Tomasz Grodzki jako marszałek Senatu rozmawiał już z wieloma zagranicznymi politykami o sytuacji w Polsce. Teraz spotka się z prezydentem Francji Emmanuelem Macronem. Jacek Sasin twierdzi, że zachowanie "trzeciej osoby w państwie" jest niepoważne.
- Niedługo ma mnie odwiedzić prezydent Macron, który jest jednym z tych, którzy uważają: "dajcie sobie spokój z tą Polską" - mówił na konferencji w Rzeszowie marszałek Senatu Tomasz Grodzki. Jak dodał, będzie przekonywał prezydenta Francji do tego, żeby UE dała Polsce szansę. Jacek Sasin, minister aktywów państwowych, w programie "Polityczne Graffiti" w Polsat News nie krył oburzenia.
- To jest ośmieszająca marszałka Senatu inicjatywa. Nikt nam nie musi dawać szansy - podkreślił. Jak zaznaczył, Grodzki "od jakiegoś czasu próbuje uprawiać niezależną politykę zagraniczną".
W zaplanowanym na piątek okrągłym stole o wymiarze sprawiedliwości, organizowanym przez Polską Akademię Nauk, weźmie udział Jarosław Gowin z Porozumienia. Czy będzie ktoś z PiS - zapytał Tomasz Machała. Sasin odpowiedział, że nikt z Prawa i Sprawiedliwości się nie zjawi. Powód?
Zobacz też: Wybory prezydenckie. Co, jeśli nie wygra Andrzej Duda? Scenariusz Piotra Zgorzelskiego
- Nie widzimy sensu tej inicjatywy, przestrzeni do dyskusji - tłumaczył Sasin. - Pan Gowin uznał, że powinien tam być, to jego decyzja. My nie czujemy takiej potrzeby - dodał.

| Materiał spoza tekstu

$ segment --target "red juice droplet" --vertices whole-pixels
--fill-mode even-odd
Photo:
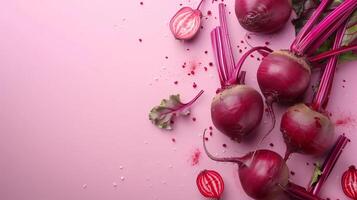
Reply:
[[[200,158],[201,158],[201,151],[197,148],[191,155],[191,165],[192,166],[197,165],[200,162]]]

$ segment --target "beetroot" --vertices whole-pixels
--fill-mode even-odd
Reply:
[[[327,116],[301,103],[284,113],[281,132],[288,143],[288,154],[321,155],[332,145],[335,129]]]

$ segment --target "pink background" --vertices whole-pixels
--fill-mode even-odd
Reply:
[[[222,199],[250,199],[236,181],[235,165],[213,162],[203,154],[197,165],[191,162],[195,150],[202,150],[203,129],[211,126],[210,102],[219,86],[215,68],[208,66],[213,62],[209,31],[218,24],[217,3],[202,5],[204,16],[208,10],[213,16],[203,18],[204,29],[196,40],[184,43],[173,39],[168,21],[180,3],[196,6],[197,1],[139,2],[1,3],[0,199],[205,199],[195,185],[203,169],[222,174],[226,184]],[[232,10],[234,1],[227,3]],[[247,46],[240,43],[246,32],[234,14],[229,16],[229,28],[237,60],[241,54],[236,46]],[[253,36],[250,41],[252,45],[269,41],[271,48],[280,49],[288,48],[293,37],[289,24],[278,34]],[[247,82],[257,86],[259,62],[248,60]],[[182,69],[184,62],[188,67]],[[198,65],[196,73],[188,76],[192,65]],[[336,132],[352,140],[322,191],[321,196],[331,199],[346,199],[340,175],[357,164],[355,65],[341,65],[328,108],[333,120],[351,119]],[[188,101],[199,89],[205,94],[192,110],[196,122],[180,119],[174,131],[166,132],[148,120],[149,110],[162,98],[179,93]],[[269,124],[266,116],[264,121],[260,133]],[[261,135],[250,144],[236,144],[214,130],[209,148],[220,156],[242,155]],[[284,153],[278,128],[262,148]],[[291,180],[305,186],[315,160],[293,155],[288,161],[295,172]]]

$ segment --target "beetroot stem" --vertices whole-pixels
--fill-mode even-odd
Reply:
[[[233,73],[233,76],[232,78],[229,80],[229,83],[230,84],[234,84],[234,83],[237,83],[237,80],[238,80],[238,76],[239,76],[239,73],[242,69],[242,66],[243,66],[243,63],[244,61],[248,58],[248,56],[250,54],[252,54],[254,51],[258,51],[258,50],[264,50],[266,52],[273,52],[273,50],[271,50],[270,48],[268,47],[263,47],[263,46],[259,46],[259,47],[253,47],[251,48],[250,50],[248,50],[247,52],[245,52],[243,54],[243,56],[240,58],[239,62],[237,63],[236,67],[235,67],[235,70],[234,70],[234,73]]]
[[[218,28],[219,27],[216,27],[215,29],[213,29],[211,31],[211,42],[212,42],[214,57],[216,60],[219,80],[221,83],[221,87],[223,88],[226,85],[227,78],[223,71],[224,61],[223,61],[221,50],[220,50],[221,45],[218,43],[218,34],[219,34]]]
[[[337,23],[334,23],[329,30],[326,31],[326,33],[319,37],[313,44],[311,44],[310,48],[306,51],[306,55],[313,55],[320,46],[328,40],[328,38],[336,32],[337,28],[340,27],[346,19],[350,16],[349,13],[346,13],[343,17],[342,20],[338,21]]]
[[[346,23],[337,31],[335,42],[333,44],[333,50],[340,48],[345,31],[346,31]],[[338,56],[333,56],[327,62],[326,68],[324,70],[324,73],[320,81],[320,86],[312,102],[312,107],[317,111],[321,111],[324,106],[327,106],[328,97],[333,82],[333,77],[336,71],[337,61],[338,61]]]
[[[295,52],[298,55],[304,55],[319,37],[332,34],[338,27],[331,28],[334,23],[344,22],[344,15],[351,15],[357,6],[357,0],[345,0],[336,9],[334,9],[327,17],[325,17],[319,24],[317,24],[304,39],[296,44]],[[326,33],[328,31],[328,34]]]
[[[329,58],[329,57],[332,57],[332,56],[336,56],[336,55],[339,55],[339,54],[342,54],[342,53],[345,53],[345,52],[348,52],[348,51],[353,51],[353,50],[357,50],[357,44],[354,44],[354,45],[350,45],[350,46],[344,46],[344,47],[340,47],[340,48],[337,48],[337,49],[332,49],[330,51],[326,51],[326,52],[323,52],[319,55],[316,55],[316,56],[310,56],[308,58],[308,60],[310,62],[318,62],[318,61],[321,61],[325,58]]]
[[[306,34],[311,31],[311,29],[316,24],[317,20],[321,17],[323,11],[326,9],[330,2],[331,0],[322,0],[321,4],[317,7],[317,9],[306,22],[304,27],[300,30],[299,34],[296,36],[294,42],[291,44],[290,50],[292,52],[296,51],[296,44],[300,43],[301,40],[306,36]]]
[[[219,6],[219,21],[222,30],[222,41],[223,41],[223,50],[225,54],[225,60],[228,69],[228,78],[231,78],[234,70],[234,58],[232,52],[232,46],[228,34],[228,25],[226,17],[226,6],[223,3],[220,3]]]
[[[193,98],[190,102],[186,103],[185,106],[191,106],[193,103],[195,103],[197,101],[198,98],[200,98],[200,96],[203,94],[203,90],[201,90],[196,96],[195,98]]]
[[[322,173],[318,178],[317,182],[314,184],[310,184],[310,188],[308,191],[314,195],[318,195],[323,184],[327,180],[328,176],[331,174],[332,169],[334,168],[337,160],[341,156],[343,149],[346,147],[348,143],[348,138],[346,136],[339,136],[337,142],[335,143],[333,149],[330,151],[329,155],[327,156],[324,164],[322,165]]]
[[[238,164],[242,164],[242,158],[240,157],[230,157],[230,158],[217,158],[215,157],[214,155],[212,155],[208,150],[207,150],[207,147],[206,147],[206,130],[204,130],[203,132],[203,149],[205,150],[207,156],[214,160],[214,161],[217,161],[217,162],[233,162],[233,163],[238,163]]]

Jacek Sasin żałuje brexitu
Sasin pytany o zagrożenie dla Polski w związku z koronawirusem z Chin, podkreślił, że "nie ma powodów do niepokoju". - Nie ma przypadków zachorowań, ale jesteśmy na to przygotowani - mówił. Dodał, że nie boi się paniki, bo "nie ma w tej chwili przesłanek". - Mam nadzieję, że uda się dokonać pewnej izolacji rozprzestrzeniania się tego wirusa. Chiny to ogromny kraj i nie możemy mówić, że cały jest objęty epidemią - stwierdził.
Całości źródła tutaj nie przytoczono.